Солдат присел рядом.
– Как оно там? – спросил он, поднимая руку кверху.
– Узнаешь, – ответил я. – У каждого там по-своему.
– А куда меня?
– В смысле?
– Вниз или вверх?
– То, что ты, как дурак, седьмой век склад караулишь, это как для тебя? Плюс или минус?
– Так ведь оружие, патроны… – начал оправдываться мой собеседник. – И никто сменить не шел…
– А что ж сейчас пост бросил? – с некоторой ехидцей поинтересовался я.
– Пришла смена, – ответил солдат. – Деревня! Где право, где лево, не знает толком, да ладно… Сменил ведь.
Вдруг всё вокруг подернулось туманом, и появился отец. Он подошел ко мне, протянул руку, чтобы поправить тулупчик, которым я был накрыт. Я вскочил. Отец исчез, будто его и не было.
Дядя Федор все так же сидел, глядя, как суетится народ перед развороченной дверью. Он повернулся ко мне.
– Оклемался, паря?
– Чго было-то? – осторожно поинтересовался я.
– Ты, Данилка, в погребе мертвяка увидел – и завалился. Тебя сюда принесли, уложить хотели – ты говоришь: «Нет, посижу». Потом серник зажег, руку вытянул, смотрел, как горит. Бубнил чего-то, потом улегся. Я тебя тулупчиком накрыл. Помнишь?
– Не-а, – ответил я. – Отец выходил?
– Нет, не до тебя ему. Там, в подземелье, газ, кажись, обморочный какой-то. Как стали робяты падать… Тимка Рябой насмерть задохнулся, пока выволокли.

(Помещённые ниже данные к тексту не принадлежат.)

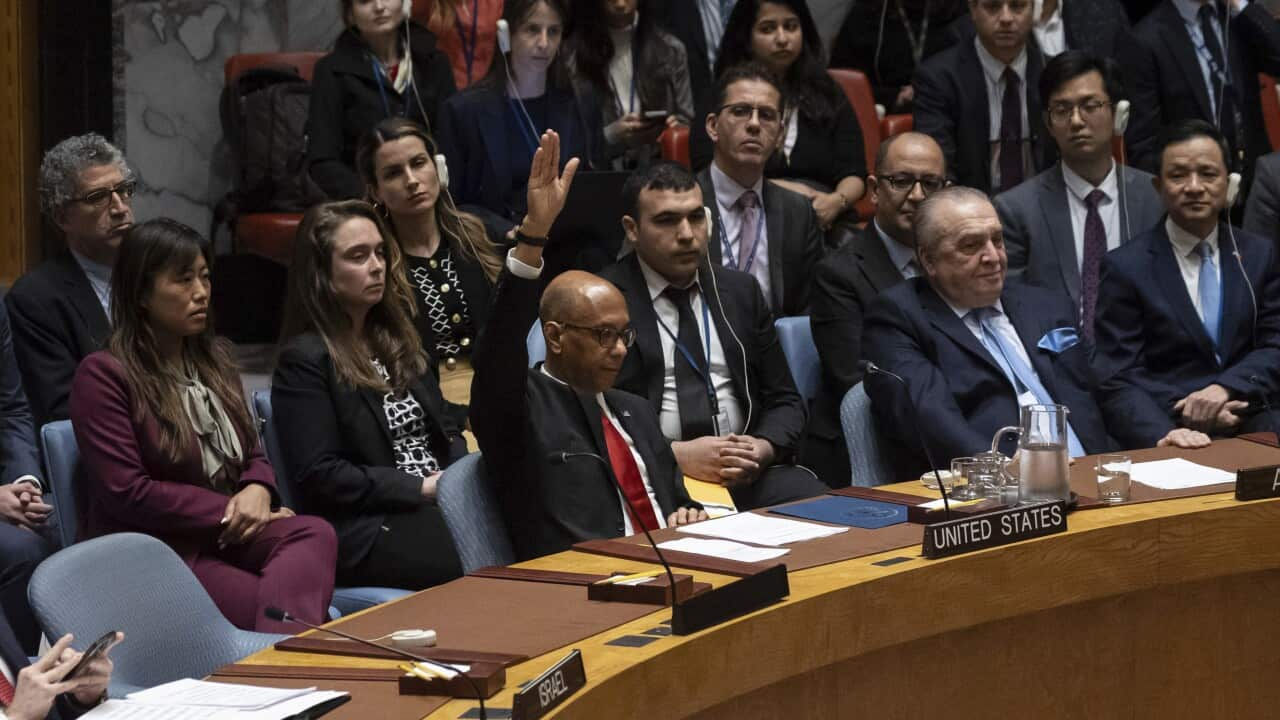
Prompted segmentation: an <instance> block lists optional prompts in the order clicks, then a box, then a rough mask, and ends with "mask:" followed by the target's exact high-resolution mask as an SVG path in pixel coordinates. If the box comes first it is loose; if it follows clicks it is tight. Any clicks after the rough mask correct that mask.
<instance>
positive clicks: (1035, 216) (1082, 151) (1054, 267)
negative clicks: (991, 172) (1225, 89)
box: [996, 50, 1165, 343]
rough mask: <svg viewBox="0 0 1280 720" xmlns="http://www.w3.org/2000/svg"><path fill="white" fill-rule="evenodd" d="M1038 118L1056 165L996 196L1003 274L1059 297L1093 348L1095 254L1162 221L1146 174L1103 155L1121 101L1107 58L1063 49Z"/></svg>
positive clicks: (1160, 214)
mask: <svg viewBox="0 0 1280 720" xmlns="http://www.w3.org/2000/svg"><path fill="white" fill-rule="evenodd" d="M1039 96H1041V97H1042V99H1043V100H1044V108H1043V110H1042V111H1043V117H1044V119H1046V122H1047V123H1048V132H1050V135H1051V136H1052V137H1053V142H1056V143H1057V149H1059V154H1060V155H1061V156H1062V161H1061V163H1059V164H1056V165H1053V167H1051V168H1050V169H1047V170H1044V172H1043V173H1041V174H1038V176H1036V177H1034V178H1032V179H1029V181H1027V182H1024V183H1023V184H1020V186H1018V187H1015V188H1014V190H1010V191H1009V192H1004V193H1001V195H1000V196H997V197H996V211H997V213H998V214H1000V223H1001V225H1004V231H1005V247H1006V250H1007V254H1009V270H1010V272H1011V273H1014V274H1020V277H1021V279H1023V282H1027V283H1029V284H1034V286H1037V287H1043V288H1044V290H1050V291H1053V292H1056V293H1059V295H1060V296H1062V297H1068V299H1070V301H1071V305H1073V306H1074V307H1078V309H1079V316H1078V322H1079V325H1080V332H1082V334H1083V337H1084V340H1085V342H1087V343H1092V341H1093V318H1094V307H1096V306H1097V300H1098V268H1100V266H1101V263H1102V256H1103V255H1106V254H1107V251H1110V250H1115V249H1116V247H1120V246H1121V245H1123V243H1125V242H1128V241H1129V240H1132V238H1133V237H1135V236H1138V234H1142V233H1144V232H1147V231H1148V229H1151V228H1152V227H1153V225H1155V224H1156V223H1157V222H1160V218H1161V217H1162V215H1164V213H1165V209H1164V206H1162V205H1161V204H1160V196H1158V195H1156V191H1155V188H1153V187H1152V186H1151V179H1152V177H1151V174H1148V173H1144V172H1142V170H1138V169H1135V168H1126V167H1124V165H1120V164H1119V163H1116V161H1115V160H1112V158H1111V138H1112V137H1114V136H1115V129H1116V128H1115V126H1116V106H1117V104H1120V102H1121V101H1123V100H1124V88H1123V87H1121V85H1120V68H1119V67H1116V64H1115V63H1114V61H1112V60H1108V59H1105V58H1098V56H1096V55H1089V54H1087V53H1084V51H1080V50H1069V51H1066V53H1064V54H1061V55H1059V56H1057V58H1053V59H1052V60H1050V61H1048V64H1047V65H1044V72H1043V73H1041V92H1039Z"/></svg>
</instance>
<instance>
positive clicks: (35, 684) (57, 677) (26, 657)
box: [0, 615, 124, 720]
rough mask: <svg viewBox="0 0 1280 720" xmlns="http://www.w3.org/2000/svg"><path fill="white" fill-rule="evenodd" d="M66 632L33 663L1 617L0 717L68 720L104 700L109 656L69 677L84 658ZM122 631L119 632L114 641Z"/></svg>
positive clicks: (120, 635) (95, 662) (50, 719)
mask: <svg viewBox="0 0 1280 720" xmlns="http://www.w3.org/2000/svg"><path fill="white" fill-rule="evenodd" d="M73 639H74V638H73V637H72V635H63V637H61V638H59V639H58V642H56V643H54V646H52V647H50V648H49V652H46V653H45V655H44V657H41V659H40V660H37V661H35V662H29V661H28V660H27V652H26V651H24V650H23V648H22V646H19V644H18V641H17V639H15V638H14V635H13V632H12V630H10V628H9V621H8V620H6V619H5V618H4V616H3V615H0V717H4V719H5V720H45V719H47V720H70V719H72V717H79V716H81V715H83V714H86V712H88V711H90V710H91V708H92V707H93V706H96V705H99V703H100V702H102V701H104V700H106V687H108V685H109V684H110V683H111V659H110V657H108V655H106V653H102V655H101V656H99V657H97V659H96V660H92V661H90V664H88V665H86V666H84V670H82V671H81V674H79V675H78V676H77V678H72V679H68V678H67V675H68V674H69V673H70V671H72V669H74V667H76V664H77V662H79V659H81V656H82V653H81V652H77V651H76V650H73V648H72V647H70V643H72V641H73ZM123 639H124V633H116V641H115V642H116V643H119V642H120V641H123Z"/></svg>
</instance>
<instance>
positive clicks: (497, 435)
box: [471, 141, 707, 560]
mask: <svg viewBox="0 0 1280 720" xmlns="http://www.w3.org/2000/svg"><path fill="white" fill-rule="evenodd" d="M545 150H548V145H547V142H545V141H544V145H543V149H540V150H539V151H538V154H536V155H535V158H534V172H532V173H531V177H530V182H529V215H526V218H525V220H524V223H522V224H521V225H520V228H518V233H517V234H516V240H517V242H516V247H515V249H512V251H511V252H509V254H508V255H507V264H506V269H504V270H503V273H502V275H499V278H498V283H497V287H495V290H494V309H493V315H492V316H490V320H489V325H488V327H486V328H485V332H484V333H483V334H481V336H480V340H479V342H477V343H476V348H475V354H474V356H472V363H474V365H475V378H474V379H472V384H471V428H472V430H474V432H475V436H476V439H477V441H479V442H480V451H481V452H483V454H484V459H485V464H486V466H488V470H489V477H490V478H492V479H493V480H494V483H495V484H497V487H498V493H499V496H500V498H502V506H503V514H504V515H506V519H507V525H508V527H509V528H511V533H512V542H513V544H515V550H516V555H517V556H518V557H520V559H521V560H526V559H530V557H538V556H541V555H548V553H552V552H559V551H562V550H568V548H570V547H572V544H573V543H576V542H581V541H585V539H594V538H611V537H620V536H628V534H634V533H639V532H640V528H641V527H644V528H648V529H650V530H652V529H658V528H663V527H668V525H680V524H685V523H694V521H698V520H705V519H707V514H705V512H703V510H701V507H700V506H699V505H698V503H696V502H692V501H691V500H690V498H689V495H687V493H686V492H685V486H684V478H682V475H681V473H680V466H678V465H677V464H676V457H675V455H672V452H671V446H669V445H668V443H667V439H666V438H664V437H663V434H662V427H660V425H659V424H658V416H657V415H655V414H654V411H653V409H652V407H650V406H649V404H648V402H646V401H645V400H644V398H640V397H636V396H634V395H630V393H626V392H622V391H616V389H609V388H611V387H612V386H613V380H614V378H616V377H617V374H618V369H620V368H621V366H622V360H623V357H626V355H627V347H628V346H630V345H631V343H632V342H634V341H635V331H634V329H631V324H630V318H628V316H627V305H626V301H625V300H623V299H622V295H621V293H620V292H618V290H617V288H616V287H613V286H612V284H609V283H608V282H605V281H603V279H600V278H598V277H595V275H591V274H589V273H581V272H567V273H563V274H561V275H559V277H557V278H556V279H553V281H552V282H550V284H548V287H547V291H545V292H544V293H543V296H541V301H540V302H539V288H540V281H539V278H540V275H541V269H543V246H544V245H545V238H547V233H548V232H549V229H550V225H552V223H553V222H554V219H556V215H557V214H558V213H559V209H561V208H563V201H564V193H566V192H567V191H568V184H570V182H571V181H572V176H573V172H575V170H576V167H577V161H576V160H571V161H570V163H568V164H567V165H566V169H564V176H563V177H559V178H557V177H556V168H554V164H552V163H547V161H544V158H543V156H544V151H545ZM545 156H549V158H558V156H559V152H558V149H556V150H554V151H549V152H545ZM535 318H538V319H540V320H541V325H543V336H544V337H545V340H547V361H545V363H543V364H541V365H540V366H538V368H534V369H529V355H527V351H526V350H525V336H526V334H527V332H529V325H530V324H532V322H534V320H535ZM577 452H584V454H591V455H598V456H599V457H600V459H603V460H604V462H599V461H596V460H593V459H591V457H586V456H579V457H567V459H562V454H577ZM611 474H612V475H613V478H616V479H617V484H614V482H613V478H611V477H609V475H611ZM618 486H621V487H622V489H623V491H625V492H626V495H627V500H630V505H631V506H634V507H635V509H636V512H635V514H632V512H631V511H630V510H628V509H627V502H626V501H625V500H623V497H622V496H621V493H620V492H618V489H617V488H618Z"/></svg>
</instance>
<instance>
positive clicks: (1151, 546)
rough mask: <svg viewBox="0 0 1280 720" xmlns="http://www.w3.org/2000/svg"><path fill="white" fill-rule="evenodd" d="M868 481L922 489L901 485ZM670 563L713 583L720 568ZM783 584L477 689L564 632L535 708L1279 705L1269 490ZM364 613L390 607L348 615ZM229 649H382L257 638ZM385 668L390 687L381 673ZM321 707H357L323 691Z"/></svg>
mask: <svg viewBox="0 0 1280 720" xmlns="http://www.w3.org/2000/svg"><path fill="white" fill-rule="evenodd" d="M1130 455H1132V456H1133V457H1134V460H1135V461H1140V460H1153V459H1164V457H1185V459H1188V460H1192V461H1197V462H1203V464H1204V465H1211V466H1217V468H1221V469H1229V470H1235V469H1240V468H1248V466H1257V465H1266V464H1280V450H1277V448H1274V447H1267V446H1263V445H1260V443H1254V442H1249V441H1245V439H1229V441H1220V442H1216V443H1215V445H1213V446H1212V447H1210V448H1206V450H1201V451H1180V450H1174V448H1152V450H1142V451H1133V452H1132V454H1130ZM1091 468H1092V461H1091V459H1082V460H1079V461H1076V462H1075V464H1074V466H1073V487H1076V488H1078V489H1080V488H1082V487H1083V486H1082V484H1080V483H1082V482H1087V480H1082V478H1088V477H1089V474H1091ZM882 489H891V491H897V492H905V493H914V495H920V496H927V497H928V496H933V497H937V493H936V492H932V491H928V489H925V488H924V487H923V486H920V484H919V483H918V482H913V483H899V484H895V486H884V487H883V488H882ZM518 566H521V568H532V569H547V570H564V571H577V573H599V574H607V573H614V571H640V570H649V569H654V568H655V566H654V565H649V564H645V562H637V561H630V560H620V559H616V557H607V556H602V555H591V553H585V552H577V551H568V552H561V553H557V555H550V556H545V557H540V559H536V560H531V561H527V562H522V564H520V565H518ZM677 571H685V573H691V574H692V575H694V579H695V580H698V582H708V583H712V584H713V585H717V587H719V585H722V584H724V583H730V582H733V580H735V579H736V578H732V577H728V575H718V574H712V573H703V571H690V570H680V569H677ZM788 582H790V591H791V592H790V596H788V597H787V598H786V600H785V601H782V602H780V603H776V605H773V606H769V607H767V609H763V610H759V611H756V612H753V614H749V615H745V616H742V618H737V619H735V620H731V621H728V623H726V624H722V625H719V626H716V628H710V629H707V630H703V632H700V633H695V634H692V635H687V637H659V638H658V639H657V641H654V642H650V643H649V644H645V646H644V647H620V646H616V644H608V643H609V641H613V639H616V638H618V637H621V635H635V634H644V633H645V632H646V630H653V629H654V626H655V625H658V624H660V623H662V621H664V620H669V618H671V611H669V609H660V607H655V610H654V611H653V612H652V614H648V615H645V616H643V618H639V619H636V620H632V621H628V623H625V624H622V625H618V626H614V628H612V629H609V630H605V632H602V633H599V634H595V635H593V637H588V638H585V639H582V641H581V642H575V643H571V644H568V646H566V647H561V648H557V650H554V651H550V652H547V653H544V655H541V656H538V657H531V659H529V660H526V661H522V662H518V664H516V665H513V666H511V667H508V670H507V679H506V687H504V688H503V689H502V691H500V692H498V694H495V696H493V697H492V698H489V700H488V701H486V705H488V706H489V707H492V708H511V706H512V694H513V692H516V691H517V689H518V688H520V687H521V685H522V684H524V683H526V682H527V680H531V679H534V678H536V676H538V675H539V674H540V673H543V671H544V670H545V669H548V667H549V666H550V665H553V664H554V662H556V661H558V660H559V659H562V657H563V656H564V655H566V653H567V652H568V651H570V650H572V648H577V650H580V651H581V652H582V659H584V662H585V669H586V679H588V683H586V687H584V688H582V689H581V691H579V692H577V693H576V694H575V696H573V697H571V698H570V700H568V701H567V702H566V703H564V705H562V706H561V707H558V708H556V710H554V711H553V712H552V714H550V715H549V716H552V717H609V719H613V717H618V719H627V717H636V719H648V717H780V716H787V717H854V716H874V717H919V716H925V715H933V714H946V715H948V716H951V717H984V716H991V715H1002V716H1012V717H1020V716H1033V715H1039V716H1046V717H1059V716H1061V717H1157V716H1158V717H1225V716H1230V717H1265V716H1276V715H1277V714H1280V710H1276V708H1280V683H1275V682H1274V680H1272V679H1271V678H1268V676H1267V673H1266V669H1274V667H1276V665H1277V657H1280V653H1277V652H1276V639H1277V638H1280V612H1276V606H1275V602H1272V601H1270V600H1268V598H1271V597H1277V596H1280V501H1276V500H1261V501H1253V502H1239V501H1236V500H1234V496H1233V495H1231V493H1230V492H1216V493H1212V495H1198V496H1190V497H1178V498H1172V500H1161V501H1157V502H1135V503H1130V505H1119V506H1110V507H1100V509H1091V510H1079V511H1076V512H1073V514H1071V515H1070V516H1069V529H1068V532H1065V533H1061V534H1055V536H1048V537H1043V538H1038V539H1032V541H1024V542H1020V543H1014V544H1009V546H1002V547H996V548H991V550H984V551H978V552H973V553H968V555H960V556H954V557H948V559H942V560H925V559H923V557H922V556H920V546H911V547H905V548H900V550H891V551H887V552H879V553H876V555H869V556H864V557H856V559H852V560H844V561H838V562H832V564H828V565H822V566H817V568H810V569H805V570H799V571H792V573H790V575H788ZM379 612H387V607H385V606H380V607H374V609H370V610H366V611H364V612H361V614H358V615H360V616H371V615H374V614H379ZM348 620H349V618H347V619H339V620H337V621H335V623H334V626H339V628H340V626H342V624H343V623H346V621H348ZM394 629H398V628H388V629H387V632H392V630H394ZM442 644H444V643H442ZM448 644H449V646H451V647H460V646H462V644H463V643H448ZM242 662H244V664H255V665H312V666H330V667H332V666H351V667H394V666H396V665H397V662H394V661H388V660H376V659H360V657H340V656H330V655H311V653H298V652H282V651H276V650H274V648H268V650H264V651H261V652H257V653H255V655H252V656H250V657H247V659H244V660H243V661H242ZM1260 670H1261V671H1260ZM332 685H333V687H340V685H342V683H332ZM361 685H362V687H364V684H361ZM385 685H387V688H385V692H388V693H392V694H394V684H393V683H385ZM357 692H358V691H357ZM475 707H476V703H475V701H474V700H472V701H468V700H453V701H449V702H447V703H445V705H443V706H442V707H439V708H436V710H434V711H433V712H431V714H430V715H429V717H433V719H434V717H451V719H452V717H462V716H475V714H474V712H471V714H470V715H468V711H474V708H475ZM330 716H332V717H344V716H360V715H355V714H351V712H346V714H344V712H343V708H339V710H338V711H335V712H334V714H333V715H330ZM388 716H390V715H388ZM361 717H362V716H361ZM490 717H495V715H494V714H490ZM362 720H367V719H364V717H362Z"/></svg>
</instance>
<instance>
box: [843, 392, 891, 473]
mask: <svg viewBox="0 0 1280 720" xmlns="http://www.w3.org/2000/svg"><path fill="white" fill-rule="evenodd" d="M840 425H841V427H842V428H844V430H845V446H846V447H849V464H850V466H852V469H854V474H852V478H851V479H852V483H851V484H855V486H863V487H873V486H883V484H886V483H892V482H896V480H897V479H901V478H895V477H893V470H892V468H891V466H890V464H888V461H887V459H886V457H884V452H883V451H882V450H881V445H879V437H878V436H877V434H876V421H874V418H872V401H870V398H869V397H867V391H865V389H863V383H858V384H855V386H854V387H851V388H849V392H847V393H845V398H844V400H842V401H841V402H840Z"/></svg>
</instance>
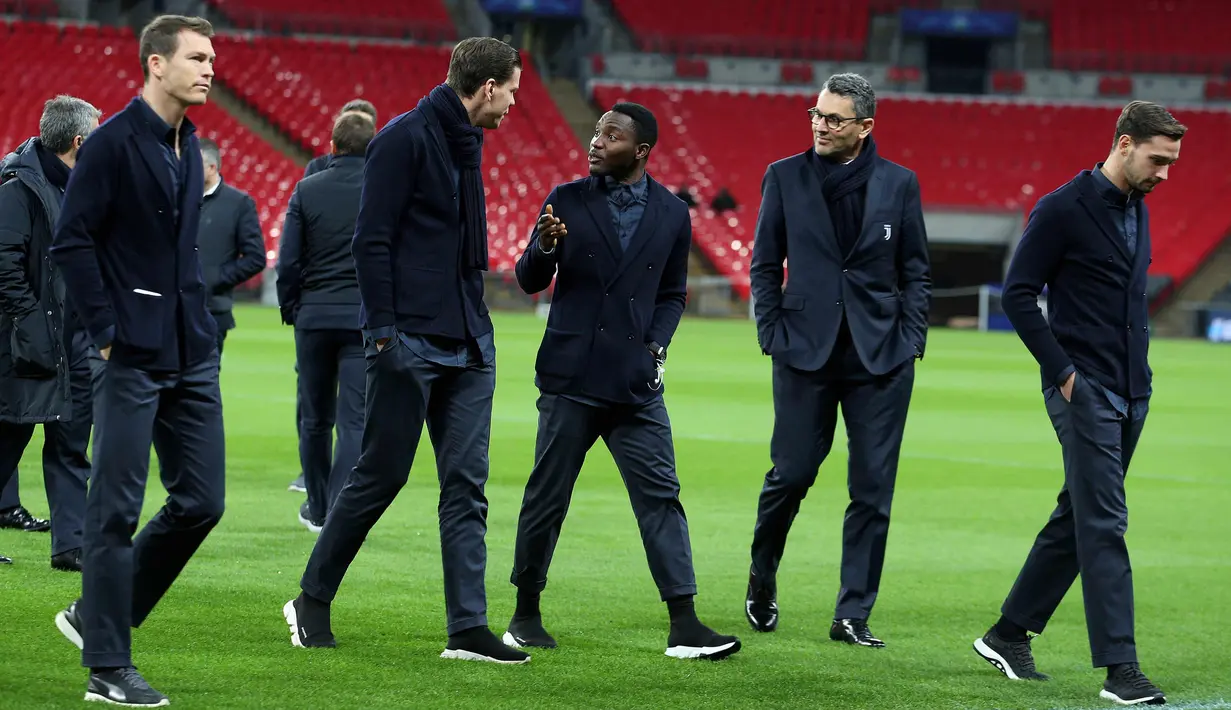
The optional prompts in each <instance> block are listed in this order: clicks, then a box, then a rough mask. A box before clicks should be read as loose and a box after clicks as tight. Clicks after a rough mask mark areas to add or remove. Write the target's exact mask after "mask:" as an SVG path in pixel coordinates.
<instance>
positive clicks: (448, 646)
mask: <svg viewBox="0 0 1231 710" xmlns="http://www.w3.org/2000/svg"><path fill="white" fill-rule="evenodd" d="M441 658H452V660H454V661H486V662H487V663H502V664H506V666H513V664H519V663H529V661H531V655H529V653H527V652H526V651H522V650H519V648H513V647H512V646H510V645H508V644H506V642H502V641H501V640H500V639H497V637H496V635H495V634H492V632H491V629H489V628H486V626H475V628H473V629H467V630H465V631H459V632H457V634H453V635H452V636H449V642H448V645H446V646H444V650H443V651H441Z"/></svg>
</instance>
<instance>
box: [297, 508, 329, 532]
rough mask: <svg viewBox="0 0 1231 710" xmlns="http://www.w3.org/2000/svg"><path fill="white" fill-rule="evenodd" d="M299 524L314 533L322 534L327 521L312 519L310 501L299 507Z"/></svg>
mask: <svg viewBox="0 0 1231 710" xmlns="http://www.w3.org/2000/svg"><path fill="white" fill-rule="evenodd" d="M299 524H302V525H303V527H305V528H308V529H309V530H311V532H313V533H316V534H318V535H319V534H320V532H321V529H324V528H325V521H318V519H314V518H313V517H311V511H310V509H309V508H308V501H304V502H303V505H302V506H299Z"/></svg>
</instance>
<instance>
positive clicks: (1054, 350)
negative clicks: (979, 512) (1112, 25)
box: [975, 101, 1188, 705]
mask: <svg viewBox="0 0 1231 710" xmlns="http://www.w3.org/2000/svg"><path fill="white" fill-rule="evenodd" d="M1187 132H1188V128H1185V127H1184V126H1183V124H1182V123H1179V122H1178V121H1176V118H1174V117H1172V114H1171V113H1168V112H1167V110H1166V108H1163V107H1162V106H1158V105H1157V103H1151V102H1149V101H1133V102H1130V103H1129V105H1128V106H1125V107H1124V111H1121V112H1120V118H1119V121H1118V122H1117V123H1115V138H1114V143H1113V144H1112V151H1110V154H1109V155H1108V156H1107V160H1105V161H1103V162H1099V164H1097V165H1096V166H1094V169H1093V170H1083V171H1081V172H1080V174H1077V176H1076V177H1073V178H1072V180H1071V181H1070V182H1069V183H1067V185H1064V186H1061V187H1060V188H1059V189H1056V191H1055V192H1051V193H1050V194H1046V196H1045V197H1043V199H1040V201H1039V203H1038V204H1037V205H1035V207H1034V209H1033V210H1032V212H1030V219H1029V223H1028V224H1027V225H1025V233H1024V234H1023V235H1022V241H1020V242H1019V245H1018V247H1017V252H1016V253H1014V255H1013V261H1012V262H1011V263H1009V268H1008V274H1007V277H1006V279H1004V294H1003V298H1002V303H1003V306H1004V315H1007V316H1008V319H1009V322H1012V324H1013V330H1016V331H1017V333H1018V337H1020V338H1022V342H1023V343H1025V347H1027V349H1029V351H1030V354H1033V356H1034V359H1037V361H1038V362H1039V369H1040V374H1041V377H1043V400H1044V404H1045V405H1046V411H1048V417H1049V418H1050V420H1051V426H1053V428H1055V431H1056V438H1057V439H1059V441H1060V448H1061V452H1062V457H1064V466H1065V482H1064V486H1061V489H1060V496H1059V498H1057V500H1056V507H1055V509H1054V511H1053V513H1051V518H1050V519H1049V521H1048V524H1046V525H1044V527H1043V530H1041V532H1039V535H1038V536H1037V538H1035V540H1034V546H1033V548H1032V550H1030V552H1029V555H1028V556H1027V559H1025V565H1024V566H1023V567H1022V571H1020V572H1019V573H1018V577H1017V582H1016V583H1014V584H1013V588H1012V589H1011V591H1009V593H1008V598H1006V599H1004V603H1003V604H1002V605H1001V614H1002V615H1001V618H1000V620H998V621H997V623H996V624H995V625H993V626H992V628H991V629H990V630H988V631H987V634H985V635H984V636H982V637H981V639H977V640H975V652H976V653H979V655H980V656H982V657H984V658H985V660H987V662H988V663H991V664H992V666H995V667H996V668H997V669H1000V672H1002V673H1004V676H1006V677H1008V678H1012V679H1035V680H1043V679H1046V676H1044V674H1041V673H1039V672H1038V671H1035V666H1034V655H1033V653H1032V651H1030V639H1029V637H1028V636H1027V632H1032V634H1041V632H1043V629H1044V628H1045V626H1046V624H1048V620H1050V619H1051V614H1054V613H1055V610H1056V607H1059V605H1060V600H1061V599H1064V597H1065V594H1066V593H1067V592H1069V587H1071V586H1072V583H1073V581H1076V580H1077V576H1078V575H1080V576H1081V581H1082V597H1083V600H1085V607H1086V630H1087V632H1088V635H1089V648H1091V656H1092V661H1093V664H1094V667H1096V668H1102V667H1105V668H1107V680H1105V682H1104V683H1103V690H1102V692H1101V693H1099V694H1101V695H1102V698H1104V699H1107V700H1113V701H1117V703H1119V704H1121V705H1137V704H1147V705H1162V704H1165V703H1166V696H1165V695H1163V693H1162V690H1160V689H1158V688H1157V687H1156V685H1155V684H1153V683H1151V682H1150V679H1149V678H1146V676H1145V674H1144V673H1142V672H1141V668H1140V666H1139V664H1137V650H1136V641H1135V640H1134V619H1133V570H1131V567H1130V566H1129V549H1128V545H1126V544H1125V540H1124V534H1125V530H1126V529H1128V527H1129V507H1128V502H1126V501H1125V497H1124V476H1125V474H1128V470H1129V461H1130V460H1131V459H1133V452H1134V450H1135V449H1136V445H1137V441H1139V439H1140V438H1141V429H1142V428H1144V426H1145V420H1146V413H1147V412H1149V411H1150V396H1151V394H1152V386H1151V379H1152V372H1151V369H1150V363H1149V362H1147V359H1146V352H1147V349H1149V348H1150V324H1149V320H1150V313H1149V303H1147V300H1146V272H1147V269H1149V267H1150V213H1149V212H1147V210H1146V204H1145V201H1144V198H1145V196H1146V194H1149V193H1150V192H1151V191H1153V188H1155V187H1156V186H1158V185H1160V183H1161V182H1162V181H1165V180H1167V174H1168V171H1169V170H1171V166H1172V164H1174V162H1176V161H1177V160H1178V159H1179V142H1181V139H1182V138H1183V137H1184V134H1185V133H1187ZM1044 287H1046V288H1048V313H1049V317H1044V316H1043V313H1041V311H1040V310H1039V305H1038V303H1039V301H1038V298H1039V294H1040V293H1041V292H1043V289H1044Z"/></svg>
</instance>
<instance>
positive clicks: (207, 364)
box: [52, 15, 224, 706]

Вишь, до сих пор воздуху туда качают.
Возница кивнул на людей у двери, которые изо всех сил растягивали и сжимали меха, подсоединенные к старинным брезентовым шлангам, уходящим в черноту подвала.
Хотя все увиденное мною в странном полусне-полуяви уже начало стираться из памяти, как забываются обычные сновидения, все внутри меня екнуло от ужаса: реальность сна была правдива, более того, она перекрывалась с обычным миром, где махала хвостом запряженная в телегу лошадь, пахло сыростью, дубленой кожей тулупа, дегтем и сеном.
«Кто я? – металось в голове. – Почему я вижу то, что происходило с другими? Почему я вижу мертвых? Почему я говорю с ними?»
Двор наполнился топотом копыт – это прискакал князь. Иван Васильевич как всегда был во главе своих придворных, советников, амазонок и отборных гвардейцев-телохранителей.
Сразу все забегали, засуетились. Молодой дружинник лихо соскочил с коня и с криком: «Архивариуса к светлейшему князю, спешно!» – нырнул в подвал. Через мгновение оттуда донесся мат и звук зуботычин, щедро раздаваемых князевым посланцем.